If there too many types of such kind of currency, will them be very cheap?
I have 4 BTC and since the current BTC price waves a lot, I am wondering this.
Thanks,
Only time will tell if Bitcoin is the better. For sure is the first introducing this concept and the biggest market cap at the moment.
Be sure to understand the "cheap" concept. Absolute value means nothing
Suppose at time t1 there are 2 coins and their prices are: A 1000$, B 1$
After some time this are the coin prices A 2000$, B 1.5$
At time t1 coin A was the cheapest!
Ripple is the most functional since it has nearly instantaneous verification & confirmation, approximately 10 seconds.
Imagine if you had to wait the 60 minutes required for total confirmation to buy something in your daily life like a coke at a vending machine. I think you'd either pass, use a fiat, or use something like Ripple. I've never waited an hour for a Coke, so I could be biased.
In that regard, most cryptocurrencies are not currencies but assets.
Then again, you could always forgo 100% confirmation and hope for the best, but we've seen how that's working for the exchanges that do so.
It should be noted that there is an element of centralization to Ripple, but it seems there are plans to fully decentralize.
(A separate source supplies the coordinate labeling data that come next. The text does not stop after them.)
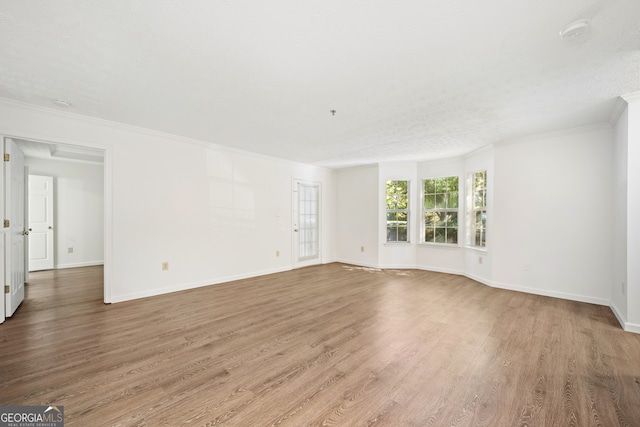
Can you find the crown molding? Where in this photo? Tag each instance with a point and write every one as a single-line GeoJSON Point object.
{"type": "Point", "coordinates": [631, 97]}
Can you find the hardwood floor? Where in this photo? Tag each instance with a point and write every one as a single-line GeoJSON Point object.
{"type": "Point", "coordinates": [325, 345]}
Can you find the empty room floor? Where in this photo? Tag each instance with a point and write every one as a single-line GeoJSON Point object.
{"type": "Point", "coordinates": [324, 345]}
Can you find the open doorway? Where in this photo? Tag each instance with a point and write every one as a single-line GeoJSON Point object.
{"type": "Point", "coordinates": [65, 213]}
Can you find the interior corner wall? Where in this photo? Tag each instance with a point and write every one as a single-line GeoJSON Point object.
{"type": "Point", "coordinates": [444, 258]}
{"type": "Point", "coordinates": [553, 204]}
{"type": "Point", "coordinates": [78, 210]}
{"type": "Point", "coordinates": [620, 171]}
{"type": "Point", "coordinates": [213, 214]}
{"type": "Point", "coordinates": [633, 213]}
{"type": "Point", "coordinates": [357, 200]}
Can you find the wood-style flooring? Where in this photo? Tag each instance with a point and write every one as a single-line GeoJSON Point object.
{"type": "Point", "coordinates": [324, 345]}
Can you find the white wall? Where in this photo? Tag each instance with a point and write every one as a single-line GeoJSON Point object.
{"type": "Point", "coordinates": [633, 214]}
{"type": "Point", "coordinates": [357, 218]}
{"type": "Point", "coordinates": [620, 170]}
{"type": "Point", "coordinates": [78, 210]}
{"type": "Point", "coordinates": [443, 258]}
{"type": "Point", "coordinates": [552, 216]}
{"type": "Point", "coordinates": [213, 214]}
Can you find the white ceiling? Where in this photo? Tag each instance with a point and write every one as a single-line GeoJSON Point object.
{"type": "Point", "coordinates": [416, 79]}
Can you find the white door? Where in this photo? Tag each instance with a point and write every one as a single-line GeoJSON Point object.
{"type": "Point", "coordinates": [14, 211]}
{"type": "Point", "coordinates": [40, 222]}
{"type": "Point", "coordinates": [306, 223]}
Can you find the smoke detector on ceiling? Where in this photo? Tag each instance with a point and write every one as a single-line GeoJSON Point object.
{"type": "Point", "coordinates": [575, 29]}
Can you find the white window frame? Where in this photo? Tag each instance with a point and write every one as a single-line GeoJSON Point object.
{"type": "Point", "coordinates": [446, 209]}
{"type": "Point", "coordinates": [477, 209]}
{"type": "Point", "coordinates": [396, 211]}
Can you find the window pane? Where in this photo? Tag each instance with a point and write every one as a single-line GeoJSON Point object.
{"type": "Point", "coordinates": [452, 184]}
{"type": "Point", "coordinates": [452, 235]}
{"type": "Point", "coordinates": [429, 186]}
{"type": "Point", "coordinates": [429, 234]}
{"type": "Point", "coordinates": [430, 219]}
{"type": "Point", "coordinates": [402, 234]}
{"type": "Point", "coordinates": [429, 202]}
{"type": "Point", "coordinates": [452, 200]}
{"type": "Point", "coordinates": [452, 219]}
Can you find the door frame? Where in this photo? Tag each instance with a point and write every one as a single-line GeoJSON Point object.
{"type": "Point", "coordinates": [295, 261]}
{"type": "Point", "coordinates": [107, 202]}
{"type": "Point", "coordinates": [50, 215]}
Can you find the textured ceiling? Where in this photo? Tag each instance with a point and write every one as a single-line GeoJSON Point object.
{"type": "Point", "coordinates": [408, 80]}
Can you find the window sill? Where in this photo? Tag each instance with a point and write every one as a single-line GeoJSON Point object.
{"type": "Point", "coordinates": [440, 245]}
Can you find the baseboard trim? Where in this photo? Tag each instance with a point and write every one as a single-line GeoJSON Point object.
{"type": "Point", "coordinates": [632, 327]}
{"type": "Point", "coordinates": [78, 264]}
{"type": "Point", "coordinates": [440, 270]}
{"type": "Point", "coordinates": [616, 313]}
{"type": "Point", "coordinates": [194, 285]}
{"type": "Point", "coordinates": [356, 263]}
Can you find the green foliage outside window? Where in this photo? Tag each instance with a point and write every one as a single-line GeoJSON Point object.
{"type": "Point", "coordinates": [440, 207]}
{"type": "Point", "coordinates": [397, 203]}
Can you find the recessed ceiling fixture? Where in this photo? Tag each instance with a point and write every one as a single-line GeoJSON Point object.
{"type": "Point", "coordinates": [574, 29]}
{"type": "Point", "coordinates": [61, 103]}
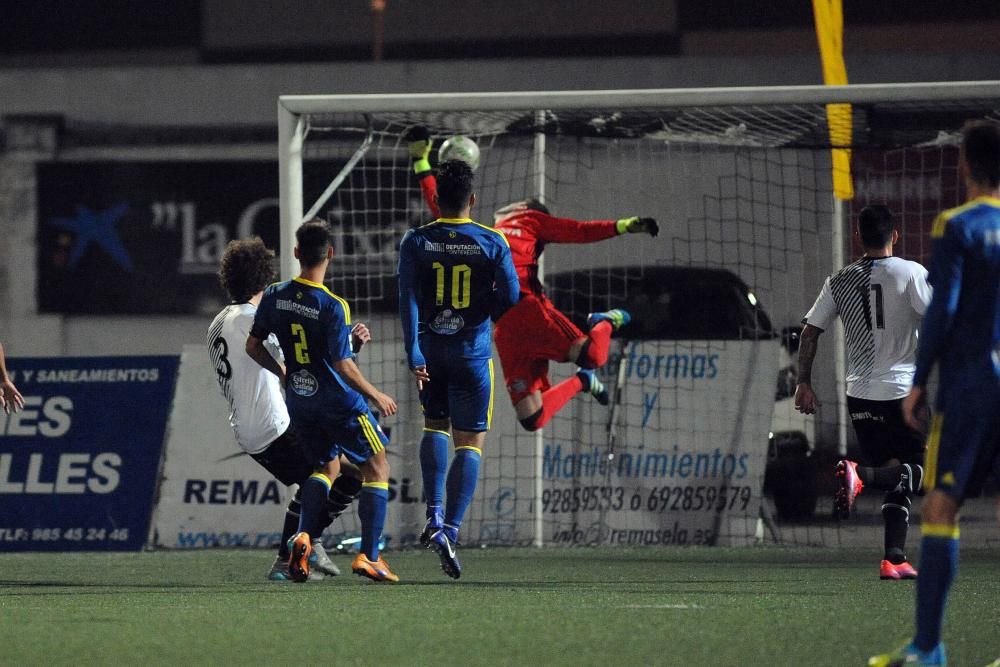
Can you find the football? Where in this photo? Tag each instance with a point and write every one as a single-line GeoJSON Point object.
{"type": "Point", "coordinates": [462, 148]}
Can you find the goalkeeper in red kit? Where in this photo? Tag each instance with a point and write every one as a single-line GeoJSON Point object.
{"type": "Point", "coordinates": [533, 332]}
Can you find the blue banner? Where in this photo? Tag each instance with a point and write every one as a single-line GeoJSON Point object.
{"type": "Point", "coordinates": [78, 465]}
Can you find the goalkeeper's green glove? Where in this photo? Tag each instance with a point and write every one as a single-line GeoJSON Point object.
{"type": "Point", "coordinates": [637, 225]}
{"type": "Point", "coordinates": [420, 149]}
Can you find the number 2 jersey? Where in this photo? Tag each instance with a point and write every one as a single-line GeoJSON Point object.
{"type": "Point", "coordinates": [454, 275]}
{"type": "Point", "coordinates": [881, 301]}
{"type": "Point", "coordinates": [313, 327]}
{"type": "Point", "coordinates": [257, 409]}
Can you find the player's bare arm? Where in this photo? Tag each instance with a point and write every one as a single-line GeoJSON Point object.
{"type": "Point", "coordinates": [255, 348]}
{"type": "Point", "coordinates": [806, 400]}
{"type": "Point", "coordinates": [915, 409]}
{"type": "Point", "coordinates": [10, 398]}
{"type": "Point", "coordinates": [422, 376]}
{"type": "Point", "coordinates": [359, 336]}
{"type": "Point", "coordinates": [351, 374]}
Depends on your meaning of "better", which in turn depends on your intended use:
(post-edit expansion)
Why Bitcoin is not useful for micropayments, as-is? 1 satoshi = (aprox) USD $0.0000065 so theoretically you could send a micropayment in just satoshis. But then very few miners would include such a transaction without a fee, so you'd end up paying dozens or even hundreds of times the original amount in fees just to ensure it's included in a block.
Plus, the standard client asks for a minimum of 5000 satoshis to be sent, so that sets a hard limit of US 3.25 as a lower limit to be sent.
1 DOGE = USD $0.0013 and the transaction fees are usually between 1 cent and 10 cents. So I can send 0.1 US cents to someone and pay no more than 0.01 US cents in fees - and given it can use up to 8 decimals, just like bitcoin, I can actually send much lower micropayments. Plus, given the small amount of permanent inflation of Dogecoin, it's very probable its value will remain low vs. fiat.
As for usefulness for low-end sellers vs. that of Litecoin, in 6 minutes a merchant accepting Litecoin gets 6 confirmations, equivalent to a level of security of 2 confirmations in the Bitcoin network in a third the time with no extra effort from the merchant. For the good or the bad, it seems Litecoin will have its niche market in that.